The late Ulster playwright, Stewart Parker, wrote a television play 30 years ago that took its title from a bus driver's mishearing of a song lyric. Instead of singing I'm A Dreamer, Aren't We All, the driver sang 'I'm A Dreamer, Montreal'. Mishearing song lyrics is one of the commonest miscommunications - perhaps due to an inattentive ear or a singer stretching vowels to hit the notes, or maybe the words just sound awfully like something else.
Bonnie Tyler sang It's A Heartache but some heard 'It's A Hard Egg'. Right Said Fred sang I'm Too Sexy For My Shirt, but it sounded like 'It's Two-Sixty For My Shirt'.
And Andrew Lloyd Webber (below) cannot have been amused to hear someone crooning 'Don't Cry For Me, I'm The Cleaner' any more than Cole Porter would be at hearing someone singing 'I've Got You Under My Sink'.
Some mishearings can have more serious implications. During World War One a dodgy radio signal pleading 'Send reinforcements. We're going to advance' got translated into 'Send three-and-fourpence, we're going to a dance'.
A famous Second World War radio signal was translated as 'Keep off the virgins, they're mine'. It should have read 'Keep off the verges, they're mined'.
At a book signing session, the author Monica Dickens happily signed a book to 'Emma Chisit' before realising that the lady was inquiring about the price.
As one who has reached the age where I suspect that people around me have started to mumble, I can understand why a lady called JA Wines has produced an entire book called Mondegreens (published by Michael O'Mara) dedicated to mishearings. A surreal world where an Iranian hostage crisis becomes an Ostrich crisis and juxtaposition becomes the jockstrap position. It is a very funny book indeed and studded with entertaining anecdotes.
The famous Norwegian explorer, Thor Heyerdahl, was once interviewed at the BBC and afterwards a taxi was called to take him home.
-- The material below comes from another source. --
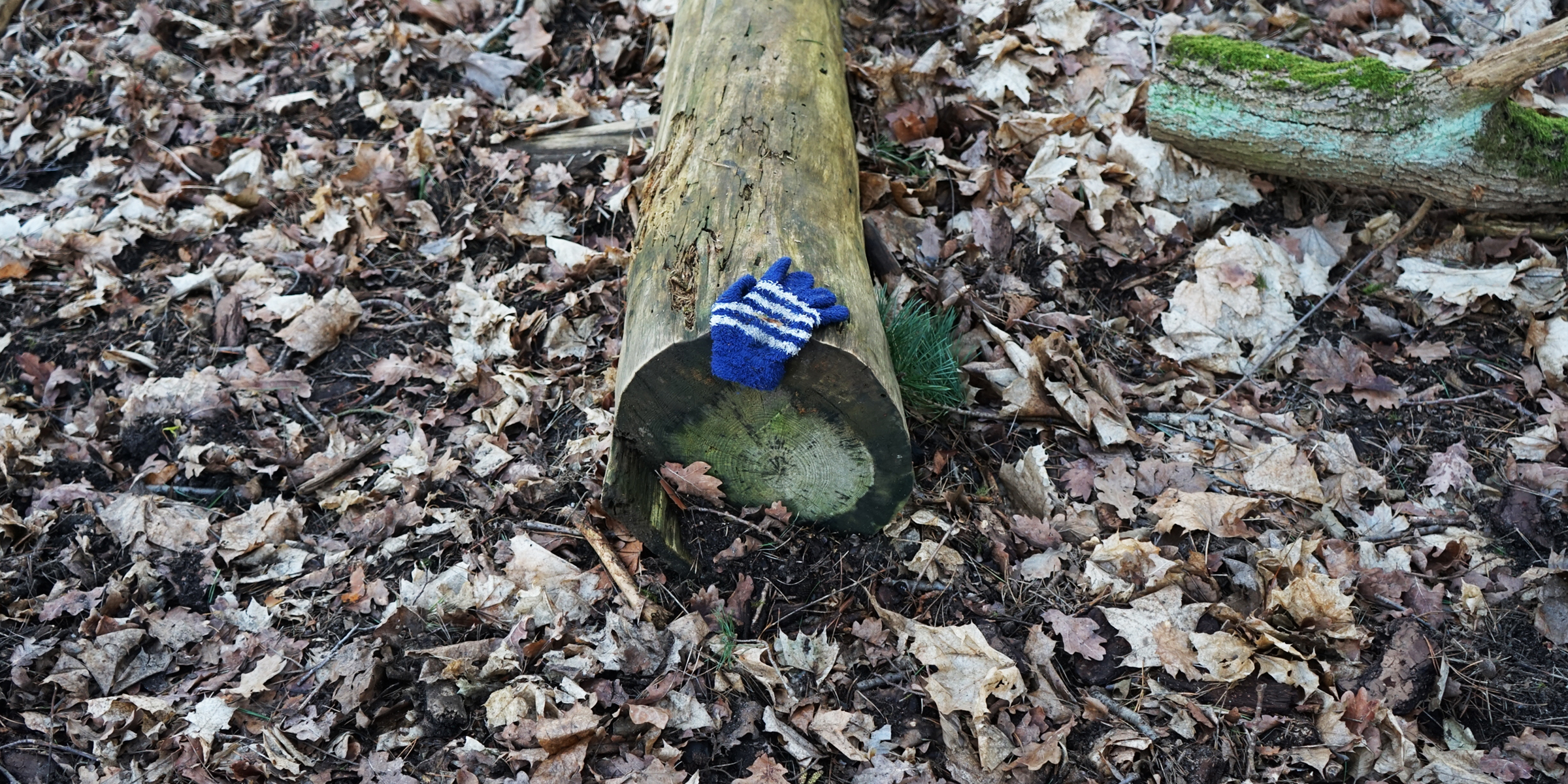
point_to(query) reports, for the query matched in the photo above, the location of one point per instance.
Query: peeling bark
(755, 159)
Spotting a taxi idling close by he walked over and asked if the driver was there to collect him. "Not me, mate," said the cabbie, "I'm here to collect four Airedales."
THE TELEPHONE FROM HELL
Just when you thought the surveillance society couldn't get any worse, it just has. A new mobile telephone that tells you exactly where whoever you are calling actually is, has come on the market. They have managed to mate the mobile phone with a satellite navigation device to create the telephone from hell.
No more telling her "I'm working late" when her little satellite map will pinpoint you in a pub or poker game.
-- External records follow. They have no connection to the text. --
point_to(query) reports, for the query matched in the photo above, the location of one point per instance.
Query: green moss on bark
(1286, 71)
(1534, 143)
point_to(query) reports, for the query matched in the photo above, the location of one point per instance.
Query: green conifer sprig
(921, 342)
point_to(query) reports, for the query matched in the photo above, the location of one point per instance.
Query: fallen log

If Hillary Clinton ever wonders where Bill has wandered off to, she'll be able to ring him up and know to within a few yards. The quicker we get a Bill of Rights to stop this kind of intrusion, the better. As Ogden Nash observed, progress may have been alright once but it has gone on too long.
THE TREACHEROUS SEASON
Spring is a dangerous season for domestic man. At this time of year he often observes a startling transformation in the woman of the house. An apparently normal woman can suddenly, without provocation, turn into Throwout- woman — a frenzied creature who decides the home would be tidier if she threw everything out that isn't nailed down.
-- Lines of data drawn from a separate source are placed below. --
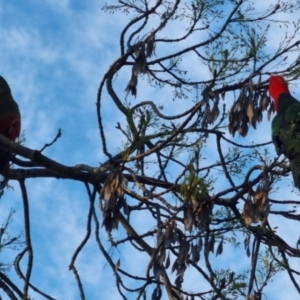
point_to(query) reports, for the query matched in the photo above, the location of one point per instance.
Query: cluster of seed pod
(248, 109)
(257, 206)
(142, 50)
(113, 194)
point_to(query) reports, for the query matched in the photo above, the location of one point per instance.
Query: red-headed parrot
(10, 119)
(286, 124)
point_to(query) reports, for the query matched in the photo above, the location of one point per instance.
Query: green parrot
(286, 124)
(10, 119)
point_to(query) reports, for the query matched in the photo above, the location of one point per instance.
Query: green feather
(286, 132)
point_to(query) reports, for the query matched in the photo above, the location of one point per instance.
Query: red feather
(277, 87)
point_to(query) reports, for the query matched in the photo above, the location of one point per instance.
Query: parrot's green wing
(286, 133)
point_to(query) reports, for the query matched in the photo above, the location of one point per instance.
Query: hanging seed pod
(167, 265)
(215, 110)
(251, 88)
(150, 43)
(270, 110)
(188, 218)
(211, 243)
(250, 109)
(132, 84)
(248, 212)
(220, 248)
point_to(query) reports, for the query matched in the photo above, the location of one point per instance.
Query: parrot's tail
(295, 167)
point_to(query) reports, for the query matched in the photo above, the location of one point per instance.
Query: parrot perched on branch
(286, 124)
(10, 119)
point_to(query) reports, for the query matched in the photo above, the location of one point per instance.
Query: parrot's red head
(277, 86)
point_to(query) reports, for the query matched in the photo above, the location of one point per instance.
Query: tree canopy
(191, 181)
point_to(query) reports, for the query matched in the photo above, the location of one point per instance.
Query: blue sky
(53, 55)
A neighbour had three brand new summer shirts he'd bought in an end of season sale stuffed into a plastic bag and given to War on Want. When he protested his wife retorted that he never wore them anyway. "It isn't summer yet," he said, but that sort of thing cuts no ice with a woman in throw-out mode.
The lady next door was about to throw out her husband's library books until he rescued them in the nick of time. I, myself, have had to practically place my body in front of our book case to stop Daph throwing out volumes that look untidy and lack the neat uniformity she feels bookshelves should have.
To her, books that have been read are like empty milk cartons that have no useful function. Daph cannot grasp that many of those books are home to people I love. Fictional people, perhaps, but people who have given me great pleasure down the years. Their homes may be a little tatty now but you don't evict people you care about just to make the place tidier. And a tidy bookshelf is the mark of a sick mind. I'm sure I've read that somewhere. Probably in one of the books she wants to throw out.
At this time of year you will see many a sad man at the local dump with mementoes of his existence piled into a box, almost in tears as he ditches favourite books, cardigans, cricket bats or hurly sticks. But in life one man's souvenirs are another woman's pile of rubbish. It is the time of year when an excitable woman gives ultimatums like "Either that rubbish goes or I do." It wouldn't do to let her know how often that turns out to be a very close call.
T-SHIRT SLOGAN FOR SENIORS
Been There. Done That. Can't Remember.